Most Pittsburgh residents’ knowledge of archaeological films likely doesn’t extend beyond the “Indiana Jones” movies.
That might have changed when the Arkhaios Film Festival came to the Frick Fine Arts building Saturday and Sunday, screening a series of nine documentaries focused on archaeology and cultural heritage. The festival, which was founded in 2013, has been hosted at Pitt for the past three years and is sponsored in part by the department of anthropology.
According to the Arkhaios website, the event aims to educate the public on new developments in archaeology and provide a platform for less-recognized independent films, which, while culturally significant, are often not typically commercially successful.
Jean Gilleux, the festival director and founder, said he recognized the need for an American archaeological film festival while on an excavation in France, where he researched the paleolithic Solutrean people. There, he attended an archaeological film festival, and discovered that universities and museums across Europe held several each year. Upon returning to the United States, he said he was disappointed to learn that the only such American festival was held exclusively in Eugene, Oregon.
“I said, ‘OK, we’ve got to do something about [the lack of festivals in America],’” Guilleux said. “And that’s how Arkhaios was started.”
Before the festival arrived at Pittsburgh this year, the entries were screened in front of a committee of 22 academics and media professionals 一 including archaeologists, historians and filmmakers 一 who decided on the official selection. This selection then screened at the University of South Carolina in early October, where a jury of five anthropologists and filmmakers awarded prizes to the best films, such as “Eating Up Easter” directed by Sergio Mata’u Rapu, which won the festival’s grand prize.

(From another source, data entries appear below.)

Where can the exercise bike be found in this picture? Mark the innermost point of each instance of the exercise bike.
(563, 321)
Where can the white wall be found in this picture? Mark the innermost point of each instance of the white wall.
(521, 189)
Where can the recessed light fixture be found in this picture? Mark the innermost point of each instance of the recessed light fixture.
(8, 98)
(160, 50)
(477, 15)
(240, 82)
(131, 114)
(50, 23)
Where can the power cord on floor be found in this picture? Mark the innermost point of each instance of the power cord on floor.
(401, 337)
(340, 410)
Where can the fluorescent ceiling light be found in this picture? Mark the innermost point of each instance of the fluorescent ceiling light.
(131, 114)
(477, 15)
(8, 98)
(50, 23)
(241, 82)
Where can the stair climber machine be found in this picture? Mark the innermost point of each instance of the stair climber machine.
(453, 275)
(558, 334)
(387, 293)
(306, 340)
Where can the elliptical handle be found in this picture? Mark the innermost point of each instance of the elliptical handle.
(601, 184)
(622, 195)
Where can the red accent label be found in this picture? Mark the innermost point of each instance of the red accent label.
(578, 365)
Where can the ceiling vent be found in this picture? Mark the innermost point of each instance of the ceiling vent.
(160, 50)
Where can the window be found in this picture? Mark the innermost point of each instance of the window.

The selections screened this past weekend contained many winners of the South Carolina festival with a few notable exceptions. The South Carolina festival showed several films related to underwater archaeology, as the University of South Carolina specializes in maritime archaeology. In addition, each festival showed films related to state history. Films pertinent to South Carolina’s cultural heritage were not screened in Pennsylvania and vice versa.
The Pittsburgh festival opened with the winner of the award for best archaeology film — “Neanderthal, the Mystery of the Bruniquel Cave,” which was directed by journalist and filmmaker Luc-Henri Fage and originally produced in French.
The film follows a team of researchers as they explore a cave in southwestern France containing man-made stalagmite structures. The team is shocked to discover that they are approximately 176,000 years old — making them the oldest man-made structures ever discovered underground.
The film premiered earlier in 2019 on Arte — a European TV channel offering cultural programming — where it amassed more than a million views. Fage wrote the English subtitles himself in order to meet the deadline to enter the film in the Arkhaios festival.
According to the film, this discovery has major implications for anthropologists’ understanding of neanderthals. It indicates that these early hominids, who lived alongside modern man, likely had the capacity to think symbolically and organize themselves in a way once thought exclusive to Homo sapiens.
Karl Thomas and Jean-Dominique Le Garrec, Pittsburgh residents and friends of Guilleux, attended the festival and said they found the new evidence supporting the advanced development of neanderthals particularly moving. Le Garrec, a resident of Squirrel Hill, said he thought films like Fage’s appeal to our desire to understand human history.
“It’s the story of humanity,” he said. “We are all interested in knowing our environment.”
Thomas, 49, of East Liberty, said he was reminded of a film he saw a few years before on prehistoric cave paintings in the south of France. He said both films fascinated him because they showed that most people’s views of cavemen as primitive and undeveloped are highly mistaken 一 even the great artists of our own age look to our prehistoric ancestors for inspiration.
“The best artists in the world studied [these cave paintings],” he said. “[People] thought that we had bettered ourselves, that we had advanced … but these artists thought that 20 million years ago, men were just as good as artists as they are in this era.”
Other films at the festival explored issues of the preservation of traditional cultures in a rapidly modernizing world. Native Rapa Nui director Rapu investigates the effects of tourism on his home of Easter Island in the film “Eating Up Easter.” He follows the stories of several Rapa Nui individuals as they combat increasing pollution, the loss of Native art forms and the commodification of their culture by white tourists.
Also featured at the festival were two films about Pennsylvania’s history. “Digging Deep: Buried Landscapes of Pennsylvania” was produced and directed by Angela Jaillet-Wentling, a historic preservation specialist for the Pennsylvania Department of Transportation.
Jaillet-Wentling explores the legacy of the 1966 National Historic Preservation Act, which has led to the discovery of several historically and culturally significant archaeological sites across Pennsylvania. Meanwhile, “Hot Rock Boiling,” directed by Brian Fritz, follows the efforts of an IUP graduate student to recreate the Native American cooking traditions of Western Pennsylvania.
The films at Arkhaios covered a wide range of material, a fact in which Guilleux takes deep pride. He said he enjoys being able to present a wealth of subject matter in a short time frame.
“[The films] are from all around the world,” he said. “It goes from a cave in France, to Pachacamac in Peru, to Versailles, to Canada, to Easter Island.”